Il mondo della professione medica in Italia andrebbe ulteriormente indagato, ben oltre il solo fenomeno del turn-over; perché è possibile che manchino i medici da una parte ma effettivamente ce ne siano da un’altra; sempre lo stesso studio del 2008 identificava le aree a maggior carenza: anestesia-rianimazione, pediatra e radiologia.
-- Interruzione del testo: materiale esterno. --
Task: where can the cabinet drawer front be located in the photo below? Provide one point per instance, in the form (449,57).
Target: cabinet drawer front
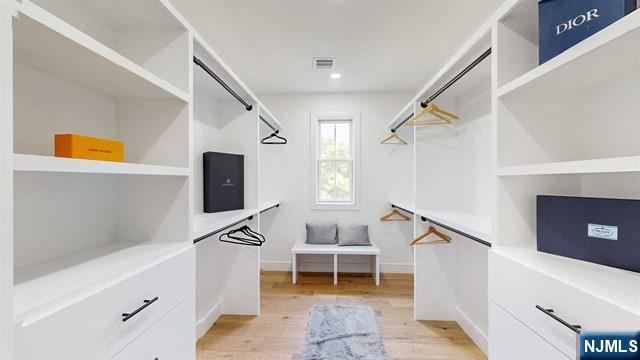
(93,328)
(519,289)
(173,337)
(511,339)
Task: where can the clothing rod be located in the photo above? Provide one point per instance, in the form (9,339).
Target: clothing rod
(199,62)
(402,122)
(222,229)
(403,209)
(456,78)
(269,208)
(250,217)
(474,238)
(267,123)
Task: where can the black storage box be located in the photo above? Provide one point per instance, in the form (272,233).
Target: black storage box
(564,23)
(223,182)
(602,231)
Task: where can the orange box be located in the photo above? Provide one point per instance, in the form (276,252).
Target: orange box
(86,147)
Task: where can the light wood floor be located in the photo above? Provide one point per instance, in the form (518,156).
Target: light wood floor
(278,333)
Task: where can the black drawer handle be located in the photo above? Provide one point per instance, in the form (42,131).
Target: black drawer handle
(575,328)
(127,316)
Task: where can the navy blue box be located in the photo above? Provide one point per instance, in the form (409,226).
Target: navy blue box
(223,182)
(564,23)
(602,231)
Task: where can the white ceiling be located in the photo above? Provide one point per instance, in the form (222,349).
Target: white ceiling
(379,45)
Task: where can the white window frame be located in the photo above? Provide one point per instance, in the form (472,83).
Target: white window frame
(315,161)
La prima parola d’ordine è quindi “razionalizzare” (e non potenziare) la formazione dei medici per agevolare le specializzazioni cui effettivamente il sistema sanitario necessiti.
 
La seconda parola d’ordine però sarebbe anche “ottimizzare” – finalmente – la crescita delle altre professioni sanitarie che, senza avventure, assalti alla diligenza ed apprendisti stregoni, ma sulla base di una innegabile crescita accademica, nonché di esercizio professionale, vogliono e possono esercitare quelle «competenze avanzate e di tipo specialistico» previste dal famoso comma 566 della Legge di Stabilità 2015 (in realtà già oggetto – forse affatto casualmente – dei tavoli tecnici Governo Regioni fin dal 2011); competenze che, unitamente ad un vero esercizio libero professionale, una revisione in chiave meritocratica degli stipendi, ed un conseguente modello sanitario più appropriato, effettivamente costituiscono realtà già in esercizio in favore delle corrispondenti figure professionali in ambito comunitario ed anche non-comunitario.
 
Le soluzioni al “Ssn senza medici”, non devono quindi essere vecchie (e peraltro alquanto alambiccose) soluzioni tampone, ma nuove soluzioni di struttura; soluzioni che già hanno parlato di professionisti sanitari formati, certificati, validati e verificati, che hanno quindi le competenze per agire in sicurezza per sé e per l’assistito.
 
Per un innovato SSN del futuro non servono più medici; ne occorrono di più coscienziosi, disponibili e responsabili, che non parlino di una loro «scienza impareggiabile», che non parlino di «sanità governata dalle donne», che non abbiano più l’ancestrale timore di perdere spazio (e tutto il resto), che non inneggino più ad una lesa maestà, che dismettano vecchie culture e posizioni consolidate secondo schemi che, ormai, se non proprio sbagliati, certamente riecheggiano ad uno storico anacronismo.
 
Se i medici vogliono ancora guidare e non soltanto dirigere la complessa e delicata macchina del SSN, allora devono dismettere le proprie diffidenze e consentire, «anche attraverso percorsi formativi complementari», i non più rinviabili trasformazione, riassetto e rilancio professionale delle professioni sanitarie (compresa la loro) in figure più rispondenti e funzionali alla realtà ed alle sfide del nostro tempo.